PORTLAND, Maine — Call it McFuel.
While activists, businesses and City Hall have recently clashed over the possibility of using tar-sands oil to heat buildings and power vehicles, a tiny Portland company is producing environment-friendly fuels from the grease found in fast-food hamburgers.
Maine Standard Biofuels refines diesel fuel from the used cooking oil restaurants discard each day. At its plant off Riverside Street, inside 10,000-gallon tanks painted by local art students, the company turns out about 350,000 gallons of fuel annually. It can then be burned as a substitute for heating oil or in diesel engines, sometimes with a blend of conventional fuel.
And the 11-person company pays restaurants for the privilege of getting rid of the slippery stuff.
“It’s quite a commodity,” Standard President Jarmin Kaltsas said, noting that the company has recently been paying around $2.30 per gallon of “yellow grease.”
Founded by Kaltsas in 2006, Standard collects its raw material from more than 500 restaurants throughout New England, almost double the number just a year ago, he said.
The restaurants range from fast-food joints to popular mid-priced eateries including Portland’s Sebago Brewing Co. and El Rayo Taqueria and Cantina. “Basically, we serve anyone with a Fryolator,” Kaltsas said.
One of his newest suppliers is Restwend LLC, an Augusta-based operator of 14 Wendy’s restaurants in Maine.
Since December, Standard has been collecting about 25 gallons of used oil a week from each restaurant, Restwend Director of Operations Jeffrey Marshall said.
Previously, Restwend had been relying on Baker Commodities, a national company that recycles cooking oil and “animal byproducts” in a dozen states.
But after months of negotiations, Restwend switched to Standard because “the opportunity to do business locally was a really important factor,” Marshall said. “We wanted to be a good citizen.”
Standard is the only cooking grease recycler in Maine, according to Kaltsas. “We want to keep this oil, this energy resource, here in the state,” he said.
Producing fuel from grease benefits the environment because the process recycles waste, requires few natural resources, and creates a diesel fuel that is less-polluting than traditionally produced diesel, according to the company’s website.
At the other end of the production line, Standard sells its wares to customers that include large truck fleets such as Oakhurt Dairy’s, motorists who drive up to the fuel pump outside the plant, and about 100 heating-fuel clients.
Kaltsas said that his company’s heating fuel and engine fuel both are priced competitively with traditional fuels, and sometimes cost a bit less.
On a recent day, Standard was selling its heating fuel at $3.60 a gallon, about the same as the going rate for conventional fuel.
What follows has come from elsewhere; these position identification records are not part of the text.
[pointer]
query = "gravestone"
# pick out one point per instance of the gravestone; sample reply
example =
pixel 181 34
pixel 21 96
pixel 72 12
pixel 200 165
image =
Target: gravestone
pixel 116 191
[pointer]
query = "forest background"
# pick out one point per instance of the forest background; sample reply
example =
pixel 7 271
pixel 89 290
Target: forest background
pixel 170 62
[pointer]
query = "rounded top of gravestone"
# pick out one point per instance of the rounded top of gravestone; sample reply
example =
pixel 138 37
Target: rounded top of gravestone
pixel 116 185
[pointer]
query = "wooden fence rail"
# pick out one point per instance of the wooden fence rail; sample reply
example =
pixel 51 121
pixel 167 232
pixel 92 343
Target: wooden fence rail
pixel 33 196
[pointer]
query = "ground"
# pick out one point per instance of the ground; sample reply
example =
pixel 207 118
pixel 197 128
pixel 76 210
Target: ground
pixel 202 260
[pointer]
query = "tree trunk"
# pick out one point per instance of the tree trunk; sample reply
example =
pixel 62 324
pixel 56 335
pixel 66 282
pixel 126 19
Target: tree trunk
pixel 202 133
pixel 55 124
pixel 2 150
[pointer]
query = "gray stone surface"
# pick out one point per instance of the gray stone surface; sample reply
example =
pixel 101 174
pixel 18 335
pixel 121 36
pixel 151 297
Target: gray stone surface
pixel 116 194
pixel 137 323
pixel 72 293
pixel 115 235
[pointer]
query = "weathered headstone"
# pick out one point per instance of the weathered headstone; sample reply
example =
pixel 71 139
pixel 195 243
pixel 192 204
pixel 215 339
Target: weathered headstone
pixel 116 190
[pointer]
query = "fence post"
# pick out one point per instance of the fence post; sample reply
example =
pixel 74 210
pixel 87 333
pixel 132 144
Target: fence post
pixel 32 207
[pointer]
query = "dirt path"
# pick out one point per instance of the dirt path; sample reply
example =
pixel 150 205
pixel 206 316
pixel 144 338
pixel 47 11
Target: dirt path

A nearby garage was selling diesel motor fuel for $3.40 a gallon, while Standard was selling its version at $3.25.
Standard’s refining process separates grease into different chemical components, including glycerin, a natural compound that forms the basis of many cleaning agents. Standard purifies its glycerin and markets it as Wicked Strong Soap, a heavy-duty liquid cleaner that is sold (or sometimes given) to restaurants.
“It’s sort of fitting that we’re producing a degreaser that’s made from grease,” he said.
Marshall, too, sees some irony in the recycling of a common kitchen waste product.
“This is basically stuff that was getting buried somewhere, but now it’s getting a second life,” he said. “French fries live on.”